Across the national triangle - from Kousseri in the Far-North to Kyie-Ossi in the South or from Ndelele in the East to Eyumojock in the Extreme Western part of Cameroon, hundreds and hundreds of contractors are at work to transform government's developmental commitments into concrete reality. But rather than use these golden opportunities offered by government to contribute in the effort to get our country out of c backwardness, contractors have rather found in this exercise, a good opportunity to make quick money. To reap where they never sew at the expense of the people.

In the atmosphere of generalised impunity (Operation Epervier has only recently come into the scene!), several contractors have ignored rules and regulations; to the extent that contractors generally ignore all the conditionalities prescribed in tender documents. They operate as if laws did not exist. In this cacophonic atmosphere, in which the toughest rogues get their way, the victims have been ordinary citizens: those in dire need of basic educational, health and transportation infrastructure.

An irate Ephraim Inoni, Prime Minister of the Republic, stirred the hornet's nest in a circular letter of a highly-strident tone last Friday April 18, 2008 when he observed that in spite of measures taken to put order in the area of public contracts, several reprehensible practices and a poor functioning system were still to much present, hindering the attainment of desired results.

Diagnosis

The PM's diagnosis identified several shortcomings least of which are not, among others the generalised indiscipline of project owners, vote holders or tenders' boards in carrying out their duties.

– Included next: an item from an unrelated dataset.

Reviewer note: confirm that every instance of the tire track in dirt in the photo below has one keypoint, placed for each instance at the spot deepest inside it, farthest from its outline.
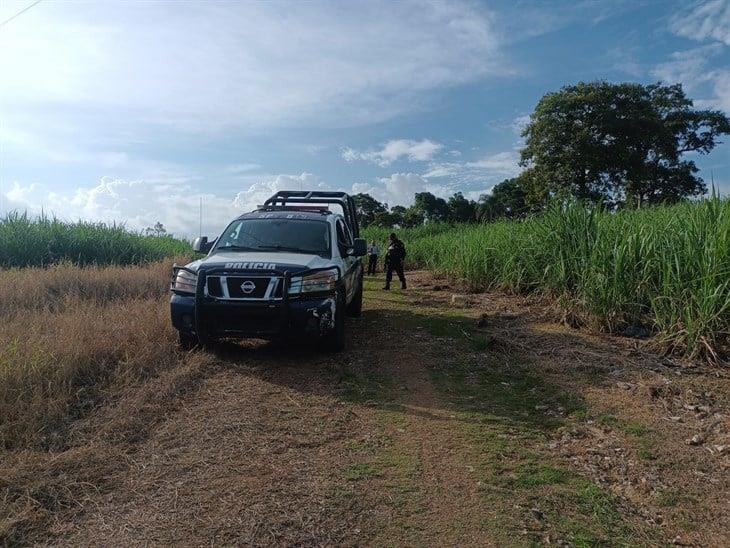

According to the Prime Minister's circular, the situation is characterised, inter-alia, by the inexistence or poor quality of feasibility studies which inevitably lead to erroneous attributions of budgetary allocutions; poor conception of tender documents which later lead to annulments and protests by tenderers due to the non-respect of official deadlines; the fractioning of contracts to run for several years whereas the same contract could have run far one budgetary year; the systematic non-publication of tenders in the Journal of Public Tenders; the abusive rejection of tenders on grounds linked to the absence of some administrative documents attributable to tenderers; the late Constitution of sub-commissions set up to analyse tenders after the opening of rich tenders the exceeding of the 30 day limit within which such analyse must be made; the abusive introduction of new criteria which were not initially in the tender document; the non-transmission of tenders to the Public Tenders Regulatory Board as statutory required etc. The list of recriminations, highlighted by the Prime Minister is long. About 20 in all.

Relevant Links

As by the tone of the Head of Government, the desire is that all actors respect existing texts. For, if contractors are not delivering as expected, it is largely due to the complacency of project owners. And by Project Owners, we mean those in the interface between government and those expected to execute contracts. It is because of the complacency of these Project Owners that so many people are able to cheat government and, in the process, hold down developmental efforts.